# VBForums CodeBank > CodeBank - Visual Basic 6 and earlier >  Find Window handle by Partial Caption

## RobDog888

I didnt see any code in here yet for this so here it is. 
It will find the first window handle that contains the string passed.

For ex. if you want to find a window handle of Outlook but you dont know 
which folder is currently being viewed (the folder name preceds ' - Microsoft 
Outlook') you can go and pass " - Microsoft Outlook" and it will find Outlooks 
handle if it is running.


```
Option Explicit
'<VB/OUTLOOK GURU 01/30/2004 - CODE TO FIND WINDOW HANDLE BASED ON PARTIAL WINDOW CAPTION>
Private Declare Function FindWindow Lib "user32" Alias "FindWindowA" (ByVal lpClassName As String, _
ByVal lpWindowName As String) As Long
Private Declare Function GetWindowText Lib "user32" Alias "GetWindowTextA" (ByVal hwnd As Long, ByVal lpString As String, _
ByVal cch As Long) As Long
Private Declare Function GetWindowTextLength Lib "user32" Alias "GetWindowTextLengthA" (ByVal hwnd As Long) As Long
Private Declare Function GetWindow Lib "user32" (ByVal hwnd As Long, ByVal wCmd As Long) As Long

Private Const GW_HWNDNEXT = 2

Private Sub Command1_Click()
    Dim lhWndP As Long
    If GetHandleFromPartialCaption(lhWndP, " - Microsoft Outlook") = True Then
        MsgBox "Found Window Handle: " & lhWndP, vbOKOnly + vbInformation
    Else
        MsgBox "Window ' - Microsoft Outlook' not found!", vbOKOnly + vbExclamation
    End If
End Sub

Private Function GetHandleFromPartialCaption(ByRef lWnd As Long, ByVal sCaption As String) As Boolean
    Dim lhWndP As Long
    Dim sStr As String
    GetHandleFromPartialCaption = False
    lhWndP = FindWindow(vbNullString, vbNullString) 'PARENT WINDOW
    Do While lhWndP <> 0
        sStr = String(GetWindowTextLength(lhWndP) + 1, Chr$(0))
        GetWindowText lhWndP, sStr, Len(sStr)
        sStr = Left$(sStr, Len(sStr) - 1)
        If InStr(1, sStr, sCaption) > 0 Then
            GetHandleFromPartialCaption = True
            lWnd = lhWndP
            Exit Do
        End If
        lhWndP = GetWindow(lhWndP, GW_HWNDNEXT)
    Loop
End Function
```

----------


## manavo11

Don't know if it's the same or similar but http://www.vbforums.com/showpost.php...7&postcount=36

----------


## RobDog888

I hadn't seen that code yet. I will check it out later when I get some time. 
Probably similar logic though, oh well.   :Frown:

----------


## Krass

Hi RobDog888,

The solution you suggested works #1 for me - Thanks.  I have a question for you now tho.  Once I've found the window I want, I am now interested in doing the same procedure, but now I want to find CONTROLS handle inside that window, based on a partial caption.
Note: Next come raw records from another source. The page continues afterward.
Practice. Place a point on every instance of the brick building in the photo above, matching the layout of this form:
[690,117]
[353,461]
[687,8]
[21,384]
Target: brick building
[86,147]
Ex.:  The window in question has 4 buttons, always with different restaurant names as captions.  I'd need to find the button that has, for exemple, "Burger" in the button caption.  I used WinInspector to watch the window and I can see the buttons captions correctly.

Do you have an idea on how I could achieve that?

Thanks a lot.

----------


## RobDog888

There is a property called a Control ID. This is the ID of the control and doesnt change. If you can see it with WinInspector then there is an API call to get it - GetDlgCtrlID.

----------


## Krass

If I got that right, I need to use the GetDlgCtrlID API to get the control ID?  If so, then I won't need to use it since Winspector Spy gives me that ID number, and you were right, it never changes - thanks for the tip.

But now, I guess I'd need some of your professionnal help on how to use that ID number.  I will need to check the caption of that button (that I will extract and use in a variable).

Afterward, when all of this is working well, I will need to click that button.  I normally use mouse_event MOUSEEVENTF_MOVE (considering I have the X,Y coordinates) to click those buttons, but it'd be great if an API could click it for me.  That way it wouldn't move my mouse on the screen and I could work at the same time.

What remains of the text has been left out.